The terms "literal" and "constant" are used interchangeably here.
Literals fall into four major categories: integer, character, floating-point, and string
literals.
Syntax
literal :
integer-constant
character-constant
floating-constant
string-literal
C++ Integer Constants
Integer constants are constant data elements that have no fractional parts or
exponents. They always begin with a digit. You can specify integer constants in decimal,
octal, or hexadecimal form. They can specify signed or unsigned types and long or short
types.
Syntax
integer-constant :
decimal-constant integer-suffixopt
octal-constant integer-suffixopt
hexadecimal-constant integer-suffixopt
'c-char-sequence'
decimal-constant :
nonzero-digit
decimal-constant digit
octal-constant :
0
octal-constant octal-digit
hexadecimal-constant :
0x hexadecimal-digit
0X hexadecimal-digit
hexadecimal-constant hexadecimal-digit
nonzero-digit : one of
1 2 3 4 5 6 7 8 9
octal-digit : one of
0 1 2 3 4 5 6 7
hexadecimal-digit : one of
0 1 2 3 4 5 6 7 8 9
a b c d e f
A B C D E F
integer-suffix :
unsigned-suffix long-suffixopt
long-suffix unsigned-suffixopt
unsigned-suffix : one of
u U
long-suffix : one of
l L
64-bit integer-suffix :
i64
To specify integer constants using octal or hexadecimal notation, use a prefix that
denotes the base. To specify an integer constant of a given integral type, use a suffix
that denotes the type.
To specify a decimal constant, begin the specification with a nonzero digit. For
example:
- int i = 157; // Decimal constant int j = 0198; // Not a decimal number; erroneous octal
constant int k = 0365; // Leading zero specifies octal constant, not decimal
To specify an octal constant, begin the specification with 0, followed by a sequence of
digits in the range 0 through 7. The digits 8 and 9 are errors in specifying an octal
constant. For example:
- int i = 0377; // Octal constant int j = 0397; // Error: 9 is not an octal digit
To specify a hexadecimal constant, begin the specification with 0x or 0X
(the case of the "x" does not matter), followed by a sequence of digits in the
range 0 through 9 and a (or A) through
f (or F). Hexadecimal digits a (or A)
through f (or F) represent values in the range 10 through 15.
For example:
- int i = 0x3fff; // Hexadecimal constant int j = 0X3FFF; // Equal to i
To specify an unsigned type, use either the u or U suffix. To specify a
long type, use either the l or L suffix. For example:
- unsigned uVal = 328u; // Unsigned value long lVal = 0x7FFFFFL; // Long value specified
// as hex constant unsigned long ulVal = 0776745ul; // Unsigned long value
C++ Character Constants
Character constants are one or more members of the "source character set,"
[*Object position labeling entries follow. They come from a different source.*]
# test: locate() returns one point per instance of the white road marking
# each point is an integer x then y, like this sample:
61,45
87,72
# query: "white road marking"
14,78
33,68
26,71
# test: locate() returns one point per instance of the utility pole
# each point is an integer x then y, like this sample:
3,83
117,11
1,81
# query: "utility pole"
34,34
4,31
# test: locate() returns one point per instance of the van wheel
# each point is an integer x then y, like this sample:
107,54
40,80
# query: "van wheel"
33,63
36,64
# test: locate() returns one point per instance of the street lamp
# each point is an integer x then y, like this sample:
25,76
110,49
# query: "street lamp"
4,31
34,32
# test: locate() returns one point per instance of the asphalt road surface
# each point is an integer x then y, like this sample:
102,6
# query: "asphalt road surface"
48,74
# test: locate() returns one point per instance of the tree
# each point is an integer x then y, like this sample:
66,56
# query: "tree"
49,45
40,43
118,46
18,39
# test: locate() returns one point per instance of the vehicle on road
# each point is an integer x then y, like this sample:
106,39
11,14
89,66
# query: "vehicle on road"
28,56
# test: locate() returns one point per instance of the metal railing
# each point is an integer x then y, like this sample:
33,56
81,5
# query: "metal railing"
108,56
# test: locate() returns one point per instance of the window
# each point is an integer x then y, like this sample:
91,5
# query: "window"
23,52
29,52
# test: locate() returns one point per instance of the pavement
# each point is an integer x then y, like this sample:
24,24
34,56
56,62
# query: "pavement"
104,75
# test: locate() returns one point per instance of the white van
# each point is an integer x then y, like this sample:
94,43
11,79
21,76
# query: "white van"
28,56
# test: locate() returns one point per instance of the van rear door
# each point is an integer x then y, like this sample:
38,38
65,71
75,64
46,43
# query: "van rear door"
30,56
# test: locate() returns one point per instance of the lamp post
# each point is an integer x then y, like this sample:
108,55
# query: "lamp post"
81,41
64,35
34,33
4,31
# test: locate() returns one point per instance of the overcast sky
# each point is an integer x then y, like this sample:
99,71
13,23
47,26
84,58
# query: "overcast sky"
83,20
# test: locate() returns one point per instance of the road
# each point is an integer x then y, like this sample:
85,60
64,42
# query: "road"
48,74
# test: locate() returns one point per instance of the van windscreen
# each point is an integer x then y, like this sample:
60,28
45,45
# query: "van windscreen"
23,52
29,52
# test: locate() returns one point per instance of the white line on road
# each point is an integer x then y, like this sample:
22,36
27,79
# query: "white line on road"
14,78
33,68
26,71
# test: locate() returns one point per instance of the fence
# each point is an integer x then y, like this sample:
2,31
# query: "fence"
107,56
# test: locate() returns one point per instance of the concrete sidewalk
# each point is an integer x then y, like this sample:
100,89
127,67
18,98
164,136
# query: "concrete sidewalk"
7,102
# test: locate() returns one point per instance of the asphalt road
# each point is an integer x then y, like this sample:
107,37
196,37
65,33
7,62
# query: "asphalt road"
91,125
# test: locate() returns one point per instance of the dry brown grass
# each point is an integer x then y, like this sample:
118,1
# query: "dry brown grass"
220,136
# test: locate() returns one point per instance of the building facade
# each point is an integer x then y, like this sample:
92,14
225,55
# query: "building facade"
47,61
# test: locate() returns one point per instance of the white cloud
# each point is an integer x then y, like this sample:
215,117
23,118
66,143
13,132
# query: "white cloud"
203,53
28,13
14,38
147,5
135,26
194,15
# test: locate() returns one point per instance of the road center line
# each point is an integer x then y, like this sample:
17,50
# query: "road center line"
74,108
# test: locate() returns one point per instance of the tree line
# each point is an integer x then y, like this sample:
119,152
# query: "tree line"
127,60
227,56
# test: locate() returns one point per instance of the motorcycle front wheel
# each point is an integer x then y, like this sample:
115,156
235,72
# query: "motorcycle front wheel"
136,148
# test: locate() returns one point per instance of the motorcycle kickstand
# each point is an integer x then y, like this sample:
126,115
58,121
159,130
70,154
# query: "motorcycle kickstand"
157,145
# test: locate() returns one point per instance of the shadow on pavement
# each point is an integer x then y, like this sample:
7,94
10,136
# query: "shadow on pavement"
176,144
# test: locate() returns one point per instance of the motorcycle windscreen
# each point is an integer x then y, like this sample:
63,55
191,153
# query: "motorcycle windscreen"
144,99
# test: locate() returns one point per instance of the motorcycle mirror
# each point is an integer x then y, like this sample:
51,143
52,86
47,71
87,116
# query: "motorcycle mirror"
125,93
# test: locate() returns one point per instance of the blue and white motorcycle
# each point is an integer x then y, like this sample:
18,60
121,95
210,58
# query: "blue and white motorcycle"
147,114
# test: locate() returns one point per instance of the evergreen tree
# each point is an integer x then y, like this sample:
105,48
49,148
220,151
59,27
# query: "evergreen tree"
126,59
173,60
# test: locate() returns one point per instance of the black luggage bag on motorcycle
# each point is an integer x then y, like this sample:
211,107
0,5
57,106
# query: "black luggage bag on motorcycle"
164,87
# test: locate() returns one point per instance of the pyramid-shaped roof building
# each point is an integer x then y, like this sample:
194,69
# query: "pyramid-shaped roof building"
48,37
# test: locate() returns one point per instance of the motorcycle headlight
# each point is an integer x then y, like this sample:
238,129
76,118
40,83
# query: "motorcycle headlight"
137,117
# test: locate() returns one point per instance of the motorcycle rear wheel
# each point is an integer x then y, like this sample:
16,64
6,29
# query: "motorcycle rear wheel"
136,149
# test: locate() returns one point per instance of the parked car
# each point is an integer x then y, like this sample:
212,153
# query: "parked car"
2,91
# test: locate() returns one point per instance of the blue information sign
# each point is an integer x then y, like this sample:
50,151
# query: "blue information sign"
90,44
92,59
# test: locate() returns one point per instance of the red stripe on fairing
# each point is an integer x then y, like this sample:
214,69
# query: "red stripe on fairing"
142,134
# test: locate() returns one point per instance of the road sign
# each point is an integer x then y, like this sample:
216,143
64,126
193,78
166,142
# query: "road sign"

the character set in which a program is written, surrounded by single quotation marks (').
They are used to represent characters in the "execution character set," the
character set on the machine where the program executes.
Microsoft Specific
For Microsoft C++, the source and execution character sets are both ASCII.
END Microsoft Specific
There are three kinds of character constants:
- Normal character constants
- Multicharacter constants
- Wide-character constants
Note Use wide-character constants in place of multicharacter constants to ensure
portability.
Character constants are specified as one or more characters enclosed in single
quotation marks. For example:
char ch = 'x'; // Specify normal character constant.
int mbch = 'ab'; // Specify system-dependent
// multicharacter constant.
wchar_t wcch = L'ab'; // Specify wide-character constant.
Note that mbch is of type int. If it were declared as type char,
the second byte would not be retained. A multicharacter constant has four meaningful
characters; specifying more than four generates an error message.
Syntax
character-constant :
'c-char-sequence'
L'c-char-sequence'
c-char-sequence :
c-char
c-char-sequence c-char
c-char :
any member of the source character set except the single quotation mark ('),
backslash (\), or newline character
escape-sequence
escape-sequence :
simple-escape-sequence
octal-escape-sequence
hexadecimal-escape-sequence
simple-escape-sequence : one of
\' \" \? \\
\a \b \f \n \r \t \v
octal-escape-sequence :
\octal-digit
\octal-digit octal-digit
\octal-digit octal-digit octal-digit
hexadecimal-escape-sequence :
\xhexadecimal-digit
hexadecimal-escape-sequence hexadecimal-digit
Microsoft C++ supports normal, multicharacter, and wide-character constants. Use
wide-character constants to specify members of the extended execution character set (for
example, to support an international application). Normal character constants have type char,
multicharacter constants have type int, and wide-character constants have type wchar_t.
(The type wchar_t is defined in the standard include files STDDEF.H, STDLIB.H, and
STRING.H. The wide-character functions, however, are prototyped only in STDLIB.H.)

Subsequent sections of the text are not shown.